[llvm] [AggressiveInstCombine] Ignore debug instructions when load combining (PR #70200)

Wed Oct 25 05:06:45 PDT 2023

https://github.com/mikaelholmen created https://github.com/llvm/llvm-project/pull/70200

We previously included debug instructions when counting instructions when
looking for loads to combine. This meant that the presence of debug
instructions could affect optimization, as shown in the updated testcase.

This fixes #69925.


>From 74e1a5008eb5aae9454410015eb6ed10f3d17c63 Mon Sep 17 00:00:00 2001
From: Mikael Holmen <mikael.holmen at ericsson.com>
Date: Wed, 25 Oct 2023 07:09:54 +0200
Subject: [PATCH 1/2] [test][AggressiveInstCombine] Precommit testcase for
 #69925

We get different results with/without debug info present.
---
 .../AArch64/combine_ignore_debug.ll           | 57 +++++++++++++++++++
 1 file changed, 57 insertions(+)
 create mode 100644 llvm/test/Transforms/AggressiveInstCombine/AArch64/combine_ignore_debug.ll

diff --git a/llvm/test/Transforms/AggressiveInstCombine/AArch64/combine_ignore_debug.ll b/llvm/test/Transforms/AggressiveInstCombine/AArch64/combine_ignore_debug.ll
new file mode 100644
index 000000000000000..4b41060544f7a0d
--- /dev/null
+++ b/llvm/test/Transforms/AggressiveInstCombine/AArch64/combine_ignore_debug.ll
@@ -0,0 +1,57 @@
+; NOTE: Assertions have been autogenerated by utils/update_test_checks.py UTC_ARGS: --version 3
+; RUN: opt -mtriple aarch64 -aggressive-instcombine-max-scan-instrs=1 -passes="aggressive-instcombine" -S < %s | FileCheck %s -check-prefix DBG
+; RUN: opt -strip-debug -mtriple aarch64 -aggressive-instcombine-max-scan-instrs=1 -passes="aggressive-instcombine" -S < %s | FileCheck %s -check-prefix NODBG
+
+; FIXME: The DBG and NODBG cases should be the same.

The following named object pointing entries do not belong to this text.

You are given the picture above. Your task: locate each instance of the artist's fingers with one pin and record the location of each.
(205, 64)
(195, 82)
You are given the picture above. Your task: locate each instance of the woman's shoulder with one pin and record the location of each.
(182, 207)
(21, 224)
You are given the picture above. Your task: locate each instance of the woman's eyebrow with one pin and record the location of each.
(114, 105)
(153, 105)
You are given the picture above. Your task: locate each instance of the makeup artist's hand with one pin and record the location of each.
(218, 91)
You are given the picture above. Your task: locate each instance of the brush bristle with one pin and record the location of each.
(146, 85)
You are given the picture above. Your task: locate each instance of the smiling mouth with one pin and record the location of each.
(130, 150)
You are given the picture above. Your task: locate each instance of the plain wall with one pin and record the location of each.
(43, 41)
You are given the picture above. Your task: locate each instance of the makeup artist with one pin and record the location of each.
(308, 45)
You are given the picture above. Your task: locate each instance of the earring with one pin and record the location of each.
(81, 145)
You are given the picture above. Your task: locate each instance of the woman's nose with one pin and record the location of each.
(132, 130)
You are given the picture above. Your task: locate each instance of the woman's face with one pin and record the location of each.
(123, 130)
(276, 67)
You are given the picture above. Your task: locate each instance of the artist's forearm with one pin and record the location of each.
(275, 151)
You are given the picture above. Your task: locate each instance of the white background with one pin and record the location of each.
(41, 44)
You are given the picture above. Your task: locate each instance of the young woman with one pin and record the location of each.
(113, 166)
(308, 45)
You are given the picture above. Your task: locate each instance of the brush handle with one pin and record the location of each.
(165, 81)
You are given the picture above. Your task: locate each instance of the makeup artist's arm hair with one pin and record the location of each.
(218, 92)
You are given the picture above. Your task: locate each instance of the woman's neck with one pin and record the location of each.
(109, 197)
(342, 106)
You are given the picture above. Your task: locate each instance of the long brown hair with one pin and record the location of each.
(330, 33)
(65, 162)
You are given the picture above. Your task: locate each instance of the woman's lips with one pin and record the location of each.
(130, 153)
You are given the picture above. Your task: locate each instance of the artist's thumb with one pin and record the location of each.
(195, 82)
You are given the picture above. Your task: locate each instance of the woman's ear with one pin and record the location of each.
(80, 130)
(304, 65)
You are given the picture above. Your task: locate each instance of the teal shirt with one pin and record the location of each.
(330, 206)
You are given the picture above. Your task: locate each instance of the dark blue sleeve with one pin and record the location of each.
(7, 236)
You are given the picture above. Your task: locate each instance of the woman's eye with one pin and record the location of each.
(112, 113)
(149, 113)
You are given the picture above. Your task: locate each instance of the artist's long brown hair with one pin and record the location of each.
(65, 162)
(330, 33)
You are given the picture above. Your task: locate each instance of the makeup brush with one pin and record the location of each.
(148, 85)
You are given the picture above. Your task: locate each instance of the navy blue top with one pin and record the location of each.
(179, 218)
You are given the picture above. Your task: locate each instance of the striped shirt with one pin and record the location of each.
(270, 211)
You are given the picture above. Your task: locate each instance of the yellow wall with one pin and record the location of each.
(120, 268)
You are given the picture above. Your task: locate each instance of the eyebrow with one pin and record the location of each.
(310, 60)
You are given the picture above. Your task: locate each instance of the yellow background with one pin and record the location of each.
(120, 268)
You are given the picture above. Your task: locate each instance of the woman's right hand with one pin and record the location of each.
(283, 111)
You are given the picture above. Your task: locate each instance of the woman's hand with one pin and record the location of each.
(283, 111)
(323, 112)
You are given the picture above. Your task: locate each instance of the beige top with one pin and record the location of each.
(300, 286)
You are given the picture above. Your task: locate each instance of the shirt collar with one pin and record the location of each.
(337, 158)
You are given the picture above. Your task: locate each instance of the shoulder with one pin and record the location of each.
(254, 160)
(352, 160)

I.e. we should optimize the
+; DBG case too even if there is a dbg.value.
+; This is described in https://github.com/llvm/llvm-project/issues/69925
+
+target datalayout = "E"
+
+%s = type { i16, i16 }
+
+ at e = global %s zeroinitializer, align 1
+ at l = global %s zeroinitializer, align 1
+
+define void @test() {
+; DBG-LABEL: define void @test() {
+; DBG-NEXT:  entry:
+; DBG-NEXT:    [[L1:%.*]] = load i16, ptr @e, align 1
+; DBG-NEXT:    call void @llvm.dbg.value(metadata i32 undef, metadata [[META3:![0-9]+]], metadata !DIExpression()), !dbg [[DBG5:![0-9]+]]
+; DBG-NEXT:    [[L2:%.*]] = load i16, ptr getelementptr inbounds ([[S:%.*]], ptr @e, i16 0, i32 1), align 1
+; DBG-NEXT:    [[E2:%.*]] = zext i16 [[L2]] to i32
+; DBG-NEXT:    [[E1:%.*]] = zext i16 [[L1]] to i32
+; DBG-NEXT:    [[S1:%.*]] = shl nuw i32 [[E1]], 16
+; DBG-NEXT:    [[O1:%.*]] = or i32 [[S1]], [[E2]]
+; DBG-NEXT:    store i32 [[O1]], ptr @l, align 1
+; DBG-NEXT:    ret void
+;
+; NODBG-LABEL: define void @test() {
+; NODBG-NEXT:  entry:
+; NODBG-NEXT:    [[L1:%.*]] = load i32, ptr @e, align 1
+; NODBG-NEXT:    store i32 [[L1]], ptr @l, align 1
+; NODBG-NEXT:    ret void
+;
+entry:
+  %l1 = load i16, ptr @e, align 1
+  call void @llvm.dbg.value(metadata i32 undef, metadata !3, metadata !DIExpression()), !dbg !5
+  %l2 = load i16, ptr getelementptr inbounds (%s, ptr @e, i16 0, i32 1), align 1
+  %e2 = zext i16 %l2 to i32
+  %e1 = zext i16 %l1 to i32
+  %s1 = shl nuw i32 %e1, 16
+  %o1 = or i32 %s1, %e2
+  store i32 %o1, ptr @l, align 1
+  ret void
+}
+
+declare void @llvm.dbg.value(metadata, metadata, metadata)
+
+!llvm.dbg.cu = !{!0}
+!llvm.module.flags = !{!2}
+
+!0 = distinct !DICompileUnit(language: DW_LANG_C11, file: !1)
+!1 = !DIFile(filename: "foo.c", directory: "/")
+!2 = !{i32 2, !"Debug Info Version", i32 3}
+!3 = !DILocalVariable(scope: !4)
+!4 = distinct !DISubprogram(unit: !0)
+!5 = !DILocation(scope: !4)

>From 201d0c67ac0e52cb64b46db04f04b17596446bc5 Mon Sep 17 00:00:00 2001
From: Mikael Holmen <mikael.holmen at ericsson.com>
Date: Wed, 25 Oct 2023 07:11:15 +0200
Subject: [PATCH 2/2] [AggressiveInstCombine] Ignore debug instructions when
 load combining

We previously included debug instructions when counting instructions when
looking for loads to combine. This meant that the presence of debug
instructions could affect optimization, as shown in the updated testcase.

This fixes #69925.
---
 .../AggressiveInstCombine.cpp                      | 11 ++++++++++-
 .../AArch64/combine_ignore_debug.ll                | 14 ++++----------
 2 files changed, 14 insertions(+), 11 deletions(-)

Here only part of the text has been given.